Es sind auch Sätze mit 40 Karten überliefert, aber im großen und ganzen ist die Tradition recht stabil. Die Bilder auf den Karten sollen sich auf antike Mythen beziehen; die Anfänge verlieren sich im Dunkeln. Ob die Karten den Wagen folgten oder die Wagen die Karten illustrierten, kann nicht mehr geklärt werden. Spätestens um 1500 wurden die Karten zum Glücksspiel benutzt; man weiß das aus der Hetzrede eines Franziskanermönches, der die Namen sämtlicher 22 Trümpfe aufgezählt hat.
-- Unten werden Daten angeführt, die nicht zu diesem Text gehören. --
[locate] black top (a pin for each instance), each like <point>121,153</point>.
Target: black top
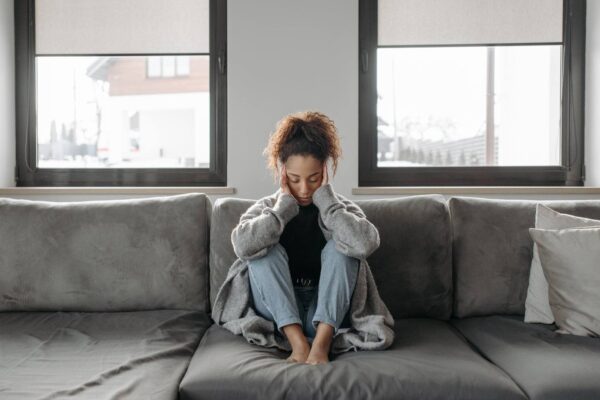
<point>303,241</point>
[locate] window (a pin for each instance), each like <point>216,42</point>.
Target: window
<point>113,93</point>
<point>471,92</point>
<point>167,66</point>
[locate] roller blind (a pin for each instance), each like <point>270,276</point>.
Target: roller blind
<point>71,27</point>
<point>456,22</point>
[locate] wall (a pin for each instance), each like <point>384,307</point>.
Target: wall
<point>7,94</point>
<point>592,102</point>
<point>287,56</point>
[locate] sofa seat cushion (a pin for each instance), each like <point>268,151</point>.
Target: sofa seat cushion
<point>429,359</point>
<point>545,364</point>
<point>140,354</point>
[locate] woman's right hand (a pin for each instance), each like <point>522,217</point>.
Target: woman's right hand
<point>283,181</point>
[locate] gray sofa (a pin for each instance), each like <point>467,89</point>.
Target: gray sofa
<point>112,299</point>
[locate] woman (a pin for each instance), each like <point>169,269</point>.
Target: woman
<point>303,248</point>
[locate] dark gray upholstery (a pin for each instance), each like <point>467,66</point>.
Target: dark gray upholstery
<point>412,267</point>
<point>122,355</point>
<point>492,251</point>
<point>112,255</point>
<point>546,365</point>
<point>429,360</point>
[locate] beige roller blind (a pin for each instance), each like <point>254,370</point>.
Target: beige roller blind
<point>455,22</point>
<point>121,26</point>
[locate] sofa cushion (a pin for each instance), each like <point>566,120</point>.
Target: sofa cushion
<point>428,360</point>
<point>109,255</point>
<point>570,259</point>
<point>492,251</point>
<point>546,365</point>
<point>137,355</point>
<point>412,266</point>
<point>537,304</point>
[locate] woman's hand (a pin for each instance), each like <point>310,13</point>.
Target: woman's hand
<point>283,181</point>
<point>325,179</point>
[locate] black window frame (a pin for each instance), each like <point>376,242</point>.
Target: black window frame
<point>570,173</point>
<point>28,174</point>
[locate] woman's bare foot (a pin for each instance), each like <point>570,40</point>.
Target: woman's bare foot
<point>300,346</point>
<point>319,351</point>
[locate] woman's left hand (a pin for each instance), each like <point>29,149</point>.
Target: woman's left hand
<point>325,179</point>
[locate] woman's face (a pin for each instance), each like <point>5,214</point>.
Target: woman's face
<point>304,175</point>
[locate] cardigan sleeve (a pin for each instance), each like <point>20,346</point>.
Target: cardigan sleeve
<point>261,226</point>
<point>353,233</point>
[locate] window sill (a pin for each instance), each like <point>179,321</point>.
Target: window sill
<point>116,190</point>
<point>462,190</point>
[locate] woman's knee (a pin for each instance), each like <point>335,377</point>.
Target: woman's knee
<point>330,254</point>
<point>276,257</point>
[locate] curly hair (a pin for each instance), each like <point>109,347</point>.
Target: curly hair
<point>303,133</point>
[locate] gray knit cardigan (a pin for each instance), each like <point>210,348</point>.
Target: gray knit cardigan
<point>260,228</point>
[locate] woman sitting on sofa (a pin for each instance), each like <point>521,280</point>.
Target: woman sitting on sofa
<point>305,249</point>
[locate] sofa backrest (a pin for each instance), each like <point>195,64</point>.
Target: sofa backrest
<point>412,267</point>
<point>109,255</point>
<point>492,251</point>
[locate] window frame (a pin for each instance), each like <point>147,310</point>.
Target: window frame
<point>571,172</point>
<point>28,174</point>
Im 19. Jahrhundert stieg das Interesse am Tarot, deutsch: Tarock, stark an. Paul Christian (1811-1877, eigentlich Jean-Baptiste Pitois) beschäftigte sich mit Astrologie, Magie und Tarot. Als Archivar der französischen Regierung hatte er Zugang zu Klosterbibliotheken, die bei der französischen Revolution beschlagnahmt worden waren. Man hat vermutet, daß er dabei auf okkulte Schriften zum Tarot gestoßen ist, kann das aber bis heute nicht beweisen. Jedenfalls beschreibt er in seinem Buch "Histoire de la Magie" eine Zeremonie in 78 Stufen aus dem Alten Ägypten, deren letzte Szene in einer Halle stattfand, in der die 22 Trümpfe bildlich dargestellt gewesen sein sollen. Der von ihm eingeführte Begriff Arkana bedeutet "Geheimnis".